In these little reviews I’m focused a lot on how the episodes have brought together members of the different family units, but “Benched” reminded me that there are still some unexplored avenues within the family units too. For instance, we haven’t really see an extended plot focusing on Claire’s dynamic with Alex, and here she found herself surprised to find the less-Claire-like of her daughters behaving like, well, a teenage girl. (See clip, above.)

Meanwhile, the basketball-coaching storyline was, I thought, an even more effective Phil-and-Jay story than the model-airplane story early in the season. Where that one focused on Phil’s need to be accepted by his father-in-law, this one focused on the trickier urge to assert himself against Jay. And as in other of the show’s more recent episodes, it shows how Jay Phil has evolved from a buffoon into a buffoon who is actually very competent at some things, and it was a pleasure seeing him winning a small acknowledgement from the paterfamilias. (“I’m sure your steaks would have been delicious. And not chewy.”)

Also, Gloria once again said “copcake.” What’s not to love?

An addendum, and a more general note about the series: when was the last network sitcom about a family who is so plainly and matter-of-factly well-off? I’m not talking about shows in which wealth is part of the joke—say, The Beverly Hillbillies or The Fresh Prince of Bel Air (or the late, unlamented Hank)—or workplace comedies (30 Rock), but rather a family sitcom about people who are casually, comfortably upper-middle class.

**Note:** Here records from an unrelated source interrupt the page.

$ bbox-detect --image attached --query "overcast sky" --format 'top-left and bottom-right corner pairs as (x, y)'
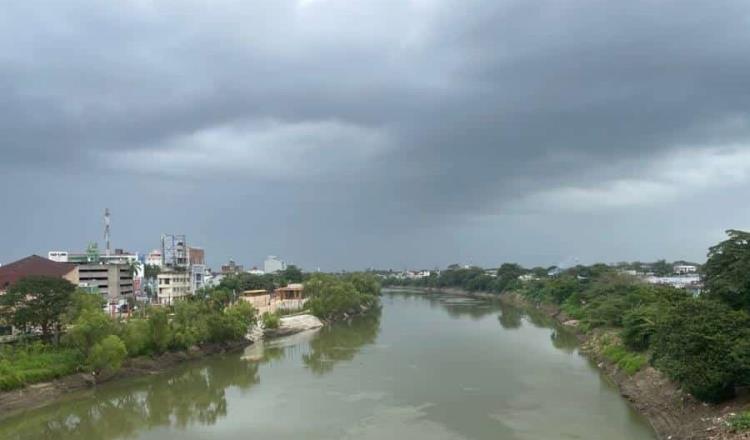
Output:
(0, 0), (750, 270)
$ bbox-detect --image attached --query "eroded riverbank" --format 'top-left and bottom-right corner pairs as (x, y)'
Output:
(389, 287), (750, 440)
(0, 294), (654, 440)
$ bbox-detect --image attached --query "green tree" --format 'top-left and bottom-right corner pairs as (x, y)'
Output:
(495, 263), (526, 293)
(0, 276), (76, 338)
(652, 298), (750, 402)
(148, 309), (172, 353)
(143, 264), (161, 280)
(86, 335), (128, 374)
(703, 229), (750, 310)
(64, 309), (115, 355)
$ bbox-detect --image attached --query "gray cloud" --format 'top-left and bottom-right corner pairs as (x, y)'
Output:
(0, 0), (750, 269)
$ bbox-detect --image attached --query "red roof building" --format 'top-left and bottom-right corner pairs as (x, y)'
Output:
(0, 255), (78, 292)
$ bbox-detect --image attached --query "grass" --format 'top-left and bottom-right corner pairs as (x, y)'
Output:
(261, 312), (281, 328)
(0, 344), (82, 391)
(602, 344), (648, 376)
(727, 411), (750, 432)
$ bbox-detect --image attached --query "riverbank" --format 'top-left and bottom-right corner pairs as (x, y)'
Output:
(0, 340), (253, 420)
(387, 287), (750, 440)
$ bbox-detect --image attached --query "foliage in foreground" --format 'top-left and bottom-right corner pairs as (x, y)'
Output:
(0, 343), (82, 391)
(0, 292), (255, 390)
(727, 411), (750, 432)
(305, 273), (380, 320)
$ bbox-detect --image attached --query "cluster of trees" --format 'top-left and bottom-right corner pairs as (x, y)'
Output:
(385, 230), (750, 402)
(305, 273), (380, 320)
(0, 277), (256, 389)
(214, 265), (306, 292)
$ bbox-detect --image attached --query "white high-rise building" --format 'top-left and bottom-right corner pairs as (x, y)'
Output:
(263, 255), (286, 273)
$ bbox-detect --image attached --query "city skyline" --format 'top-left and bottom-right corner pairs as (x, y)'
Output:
(0, 0), (750, 270)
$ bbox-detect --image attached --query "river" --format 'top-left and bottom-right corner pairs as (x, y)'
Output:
(0, 293), (655, 440)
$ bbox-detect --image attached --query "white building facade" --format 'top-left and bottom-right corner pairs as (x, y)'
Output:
(263, 255), (286, 273)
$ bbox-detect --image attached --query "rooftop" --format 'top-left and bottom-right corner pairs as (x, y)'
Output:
(0, 255), (76, 290)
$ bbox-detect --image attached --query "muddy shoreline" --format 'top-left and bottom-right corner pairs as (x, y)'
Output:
(387, 287), (750, 440)
(0, 340), (252, 420)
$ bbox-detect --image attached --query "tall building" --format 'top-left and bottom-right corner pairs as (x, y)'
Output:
(188, 247), (206, 264)
(78, 263), (133, 303)
(156, 270), (191, 305)
(263, 255), (286, 273)
(221, 260), (244, 275)
(146, 249), (164, 267)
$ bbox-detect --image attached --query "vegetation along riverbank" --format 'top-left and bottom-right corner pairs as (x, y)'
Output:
(385, 230), (750, 439)
(0, 274), (380, 416)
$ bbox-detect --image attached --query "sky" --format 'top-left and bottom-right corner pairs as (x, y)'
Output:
(0, 0), (750, 270)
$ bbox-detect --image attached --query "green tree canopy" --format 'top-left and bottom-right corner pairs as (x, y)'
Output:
(0, 276), (76, 337)
(703, 229), (750, 310)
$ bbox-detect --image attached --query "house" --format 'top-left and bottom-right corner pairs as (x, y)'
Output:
(78, 263), (134, 303)
(672, 264), (698, 275)
(263, 255), (286, 273)
(240, 289), (271, 309)
(0, 255), (78, 293)
(156, 271), (190, 305)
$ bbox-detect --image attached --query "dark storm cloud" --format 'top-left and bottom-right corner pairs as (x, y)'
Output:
(0, 0), (750, 267)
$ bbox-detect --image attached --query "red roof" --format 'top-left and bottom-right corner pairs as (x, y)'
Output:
(0, 255), (75, 291)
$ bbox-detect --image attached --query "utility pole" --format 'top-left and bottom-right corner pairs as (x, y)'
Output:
(104, 208), (110, 256)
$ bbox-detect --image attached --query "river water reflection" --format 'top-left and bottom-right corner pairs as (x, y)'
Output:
(0, 293), (655, 440)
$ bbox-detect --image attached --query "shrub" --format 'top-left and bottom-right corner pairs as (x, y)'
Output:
(148, 309), (172, 353)
(602, 344), (647, 376)
(261, 312), (281, 328)
(652, 299), (750, 402)
(86, 335), (128, 373)
(63, 309), (115, 355)
(119, 319), (151, 356)
(727, 411), (750, 432)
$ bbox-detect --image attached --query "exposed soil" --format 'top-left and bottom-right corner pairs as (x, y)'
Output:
(394, 287), (750, 440)
(0, 340), (252, 419)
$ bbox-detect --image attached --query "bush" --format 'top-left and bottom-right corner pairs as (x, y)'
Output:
(602, 344), (648, 376)
(86, 335), (128, 374)
(261, 312), (281, 328)
(63, 309), (115, 356)
(119, 319), (151, 356)
(727, 411), (750, 432)
(305, 274), (380, 319)
(148, 309), (172, 353)
(0, 343), (81, 391)
(652, 299), (750, 402)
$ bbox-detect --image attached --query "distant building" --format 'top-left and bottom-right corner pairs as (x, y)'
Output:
(672, 264), (698, 275)
(78, 263), (134, 303)
(47, 251), (68, 263)
(221, 260), (244, 275)
(0, 255), (78, 293)
(146, 249), (164, 267)
(263, 255), (286, 273)
(190, 264), (211, 293)
(275, 283), (305, 301)
(188, 247), (206, 264)
(156, 271), (190, 305)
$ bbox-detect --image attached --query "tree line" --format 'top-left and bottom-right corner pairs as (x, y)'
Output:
(384, 230), (750, 402)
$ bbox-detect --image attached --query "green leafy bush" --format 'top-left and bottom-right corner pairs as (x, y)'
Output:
(86, 335), (128, 373)
(602, 344), (648, 376)
(261, 312), (281, 329)
(727, 411), (750, 432)
(652, 299), (750, 402)
(0, 344), (81, 391)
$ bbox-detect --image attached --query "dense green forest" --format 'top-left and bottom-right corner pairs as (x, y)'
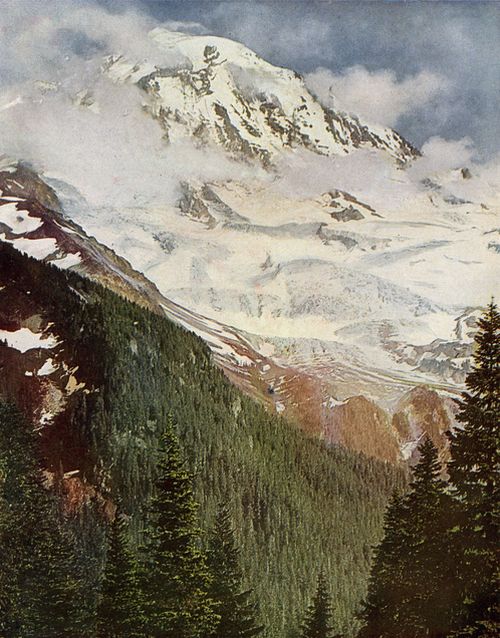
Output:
(359, 302), (500, 638)
(0, 244), (405, 638)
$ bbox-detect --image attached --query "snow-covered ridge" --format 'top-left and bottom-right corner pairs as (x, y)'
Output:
(104, 29), (418, 165)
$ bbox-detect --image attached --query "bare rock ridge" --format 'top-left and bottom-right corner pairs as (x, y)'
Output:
(104, 29), (419, 166)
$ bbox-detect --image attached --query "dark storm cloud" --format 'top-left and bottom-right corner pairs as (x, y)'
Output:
(0, 0), (500, 159)
(122, 0), (500, 156)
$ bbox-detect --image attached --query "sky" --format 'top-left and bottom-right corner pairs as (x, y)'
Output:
(0, 0), (500, 201)
(91, 0), (500, 159)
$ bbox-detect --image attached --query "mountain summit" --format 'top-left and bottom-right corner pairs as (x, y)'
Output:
(105, 29), (418, 165)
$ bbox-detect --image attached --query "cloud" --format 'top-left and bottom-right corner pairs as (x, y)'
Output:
(0, 0), (258, 207)
(163, 20), (208, 35)
(305, 66), (449, 127)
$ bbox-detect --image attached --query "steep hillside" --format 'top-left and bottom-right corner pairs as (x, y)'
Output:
(0, 242), (402, 636)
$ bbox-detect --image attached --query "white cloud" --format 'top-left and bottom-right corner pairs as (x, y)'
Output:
(305, 66), (449, 127)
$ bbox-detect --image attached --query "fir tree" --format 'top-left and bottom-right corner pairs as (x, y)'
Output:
(0, 403), (85, 638)
(360, 439), (456, 638)
(97, 512), (142, 638)
(208, 507), (264, 638)
(448, 301), (500, 624)
(143, 418), (218, 638)
(301, 572), (334, 638)
(359, 494), (411, 638)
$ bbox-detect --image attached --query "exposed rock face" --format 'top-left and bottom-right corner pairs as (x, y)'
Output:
(104, 29), (419, 167)
(392, 387), (457, 464)
(330, 206), (364, 222)
(327, 396), (401, 463)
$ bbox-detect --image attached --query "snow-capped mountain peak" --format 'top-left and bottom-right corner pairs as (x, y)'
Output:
(104, 29), (418, 165)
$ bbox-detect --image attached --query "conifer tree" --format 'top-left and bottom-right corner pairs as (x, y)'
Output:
(142, 418), (218, 638)
(448, 301), (500, 624)
(208, 507), (264, 638)
(97, 512), (142, 638)
(301, 571), (335, 638)
(0, 403), (84, 638)
(360, 439), (456, 638)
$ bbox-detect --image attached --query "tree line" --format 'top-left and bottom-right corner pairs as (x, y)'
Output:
(0, 243), (406, 638)
(0, 242), (500, 638)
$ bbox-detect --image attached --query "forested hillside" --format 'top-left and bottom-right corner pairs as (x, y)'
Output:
(0, 244), (404, 637)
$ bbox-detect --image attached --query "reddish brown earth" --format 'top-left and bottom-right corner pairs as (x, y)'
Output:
(0, 168), (460, 472)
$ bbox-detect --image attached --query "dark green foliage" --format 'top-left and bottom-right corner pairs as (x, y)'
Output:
(97, 512), (143, 638)
(208, 506), (263, 638)
(360, 439), (456, 638)
(0, 402), (89, 638)
(301, 572), (334, 638)
(359, 302), (500, 638)
(143, 419), (218, 638)
(449, 302), (500, 625)
(0, 244), (404, 638)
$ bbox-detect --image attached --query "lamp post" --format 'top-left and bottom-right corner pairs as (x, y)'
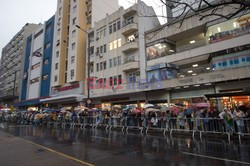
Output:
(76, 25), (91, 107)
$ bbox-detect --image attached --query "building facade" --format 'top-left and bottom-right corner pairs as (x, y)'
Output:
(0, 23), (39, 107)
(15, 16), (55, 109)
(86, 1), (160, 108)
(41, 0), (118, 106)
(146, 7), (250, 109)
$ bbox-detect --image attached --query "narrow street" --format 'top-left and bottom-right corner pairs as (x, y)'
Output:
(0, 124), (250, 166)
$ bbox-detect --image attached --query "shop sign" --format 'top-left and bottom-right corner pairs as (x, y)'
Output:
(179, 78), (194, 84)
(209, 73), (225, 80)
(58, 84), (80, 92)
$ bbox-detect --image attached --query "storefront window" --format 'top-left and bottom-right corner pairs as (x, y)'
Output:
(147, 43), (176, 60)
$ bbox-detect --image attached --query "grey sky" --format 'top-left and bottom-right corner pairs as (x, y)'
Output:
(0, 0), (166, 56)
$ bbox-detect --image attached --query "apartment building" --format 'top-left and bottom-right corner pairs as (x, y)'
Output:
(146, 7), (250, 109)
(86, 0), (160, 108)
(15, 16), (55, 110)
(41, 0), (118, 107)
(0, 23), (39, 107)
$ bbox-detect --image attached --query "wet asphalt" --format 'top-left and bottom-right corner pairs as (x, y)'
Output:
(0, 124), (250, 166)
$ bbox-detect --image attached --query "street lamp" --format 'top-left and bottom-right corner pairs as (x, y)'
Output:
(76, 25), (91, 107)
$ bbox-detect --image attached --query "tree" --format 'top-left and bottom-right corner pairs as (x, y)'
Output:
(160, 0), (250, 26)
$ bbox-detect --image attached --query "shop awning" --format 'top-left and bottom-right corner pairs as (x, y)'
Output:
(40, 95), (84, 103)
(14, 97), (48, 107)
(205, 91), (250, 99)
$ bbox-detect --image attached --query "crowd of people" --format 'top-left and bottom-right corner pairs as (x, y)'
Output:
(0, 104), (250, 133)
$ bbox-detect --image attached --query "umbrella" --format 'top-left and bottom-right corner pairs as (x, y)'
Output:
(161, 106), (170, 112)
(196, 103), (210, 108)
(131, 108), (142, 114)
(60, 110), (67, 113)
(145, 108), (161, 114)
(185, 107), (193, 115)
(175, 103), (184, 107)
(170, 107), (179, 115)
(113, 105), (121, 109)
(238, 105), (247, 112)
(143, 104), (155, 109)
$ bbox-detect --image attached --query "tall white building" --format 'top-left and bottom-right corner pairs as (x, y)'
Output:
(41, 0), (118, 106)
(86, 0), (160, 107)
(0, 23), (39, 107)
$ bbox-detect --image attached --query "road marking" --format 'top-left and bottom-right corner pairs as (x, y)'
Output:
(182, 152), (250, 165)
(19, 137), (95, 166)
(92, 136), (110, 141)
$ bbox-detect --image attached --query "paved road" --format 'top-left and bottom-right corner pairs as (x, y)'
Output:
(0, 124), (250, 166)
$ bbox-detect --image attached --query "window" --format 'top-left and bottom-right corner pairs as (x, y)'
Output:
(103, 44), (107, 53)
(56, 40), (60, 46)
(72, 30), (76, 37)
(113, 23), (116, 32)
(56, 51), (59, 58)
(73, 5), (77, 13)
(35, 30), (43, 38)
(72, 43), (76, 50)
(103, 28), (106, 37)
(96, 47), (99, 55)
(43, 58), (49, 65)
(100, 62), (103, 71)
(118, 75), (122, 85)
(118, 38), (122, 48)
(234, 59), (240, 64)
(96, 63), (99, 71)
(72, 18), (76, 25)
(30, 77), (39, 84)
(117, 20), (121, 30)
(59, 7), (62, 16)
(113, 40), (117, 49)
(222, 61), (227, 66)
(114, 58), (117, 67)
(109, 59), (113, 68)
(109, 25), (112, 34)
(31, 62), (40, 70)
(54, 75), (58, 82)
(129, 73), (136, 82)
(64, 72), (68, 84)
(45, 43), (51, 49)
(109, 77), (113, 86)
(109, 42), (113, 51)
(57, 28), (61, 35)
(43, 74), (49, 81)
(230, 59), (234, 65)
(118, 56), (122, 65)
(55, 63), (58, 70)
(71, 56), (75, 63)
(100, 46), (103, 53)
(114, 76), (118, 85)
(103, 61), (107, 70)
(70, 70), (75, 79)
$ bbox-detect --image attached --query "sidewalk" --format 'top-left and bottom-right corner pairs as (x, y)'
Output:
(0, 130), (92, 166)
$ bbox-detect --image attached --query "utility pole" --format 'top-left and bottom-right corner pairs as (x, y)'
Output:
(76, 25), (91, 108)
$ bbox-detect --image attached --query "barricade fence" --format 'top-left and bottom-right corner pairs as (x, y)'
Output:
(0, 115), (250, 135)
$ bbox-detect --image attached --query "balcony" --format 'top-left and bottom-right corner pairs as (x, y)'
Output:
(122, 22), (138, 35)
(122, 41), (139, 53)
(122, 61), (140, 72)
(163, 66), (250, 89)
(123, 6), (137, 18)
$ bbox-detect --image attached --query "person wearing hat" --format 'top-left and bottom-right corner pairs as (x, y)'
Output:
(219, 108), (234, 132)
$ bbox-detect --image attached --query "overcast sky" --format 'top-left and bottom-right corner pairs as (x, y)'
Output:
(0, 0), (166, 56)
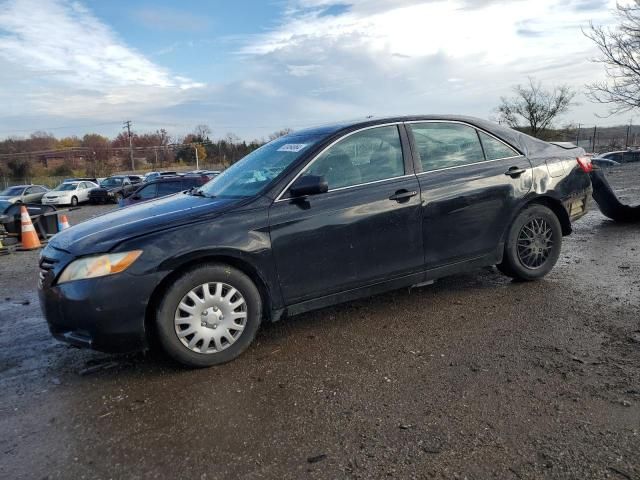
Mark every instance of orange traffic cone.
[58,215,71,231]
[20,206,42,250]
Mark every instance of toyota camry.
[39,116,592,367]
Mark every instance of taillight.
[576,157,593,173]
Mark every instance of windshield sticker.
[278,143,307,152]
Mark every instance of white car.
[42,182,98,207]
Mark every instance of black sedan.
[89,175,142,203]
[39,116,592,367]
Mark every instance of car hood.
[44,190,75,198]
[49,193,237,256]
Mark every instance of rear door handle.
[504,167,527,178]
[389,190,418,202]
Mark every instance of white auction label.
[278,143,307,152]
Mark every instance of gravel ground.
[0,165,640,479]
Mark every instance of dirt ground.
[0,165,640,479]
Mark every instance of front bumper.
[38,248,162,353]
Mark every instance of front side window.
[409,122,485,172]
[0,187,24,197]
[478,131,519,160]
[304,125,404,190]
[136,184,156,200]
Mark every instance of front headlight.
[58,250,142,283]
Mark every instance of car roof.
[280,114,536,155]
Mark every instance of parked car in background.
[42,181,98,207]
[39,116,593,367]
[593,150,640,163]
[63,177,99,184]
[591,157,620,168]
[119,175,209,207]
[143,172,178,182]
[0,185,49,203]
[89,175,142,203]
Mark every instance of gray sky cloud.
[0,0,627,138]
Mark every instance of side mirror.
[289,175,329,198]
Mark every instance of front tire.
[156,264,262,367]
[497,205,562,281]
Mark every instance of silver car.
[0,185,49,203]
[42,178,98,207]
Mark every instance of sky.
[0,0,640,140]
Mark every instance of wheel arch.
[144,252,273,342]
[502,195,573,243]
[521,195,573,236]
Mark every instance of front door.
[407,122,533,269]
[270,125,424,305]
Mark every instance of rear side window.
[409,122,484,172]
[478,131,519,160]
[305,125,404,189]
[158,181,182,197]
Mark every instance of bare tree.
[583,0,640,114]
[497,77,576,137]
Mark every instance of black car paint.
[39,116,590,351]
[89,175,142,203]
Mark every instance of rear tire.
[156,263,262,368]
[496,205,562,281]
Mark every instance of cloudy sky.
[0,0,630,139]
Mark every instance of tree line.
[0,125,291,178]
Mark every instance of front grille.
[38,257,58,288]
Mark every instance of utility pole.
[193,145,200,170]
[122,120,136,172]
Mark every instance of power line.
[122,120,136,170]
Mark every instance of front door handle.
[389,190,418,202]
[504,167,527,178]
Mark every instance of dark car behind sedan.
[39,116,592,367]
[118,175,209,207]
[89,175,142,203]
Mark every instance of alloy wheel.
[517,218,554,269]
[174,282,247,354]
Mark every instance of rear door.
[269,125,424,305]
[408,121,533,269]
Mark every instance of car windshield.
[100,177,122,187]
[0,187,24,197]
[200,135,324,198]
[53,183,77,192]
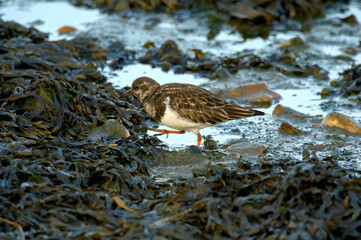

Big-network family sitcoms, after all, have tended to be about families who are Just Like You. (Recent sitcoms about single people—Two and a Half Men, say—are more comfortable making their characters more comfortable.) Frasier had plenty of dough, but to the extent that that was a family sitcom, it was about adults. The Huxtables of The Cosby Show were, presumably, plenty comfortable, but other than their Brooklyn brownstone (and Cliff’s collection of fine sweaters), I don’t recall a lot of conspicuous consumerism.

Modern Family’s extended family, on the other hand, is upper-middle-class as a matter of course. When Mitchell and Cam visit the beach house of Mitchell’s potential boss (Justin Kirk), they’re not slack-jawed gaga over it; you could see them imagining themselves conceivably living something like this someday. Jay and Gloria’s house is pretty palatial, and Phil, as we’ve seen, feels no pain in indulging his consumer-electronics jones; Claire, meanwhile, has no issue treating her hurt feelings with some retail therapy involving a shopping spree for Lily. You need $20 for the movies? Take $40!

I have no problem with this, by the way; while I wish TV told more stories about blue-collar families again (All in the Family, Roseanne), TV should also be about every kind of family, so I’m glad to see that Modern Family feels unashamed to flash its cash. But it’s interesting, and maybe speaks to a change in its viewers’ tastes or TV’s demographics, that it feels free to do so.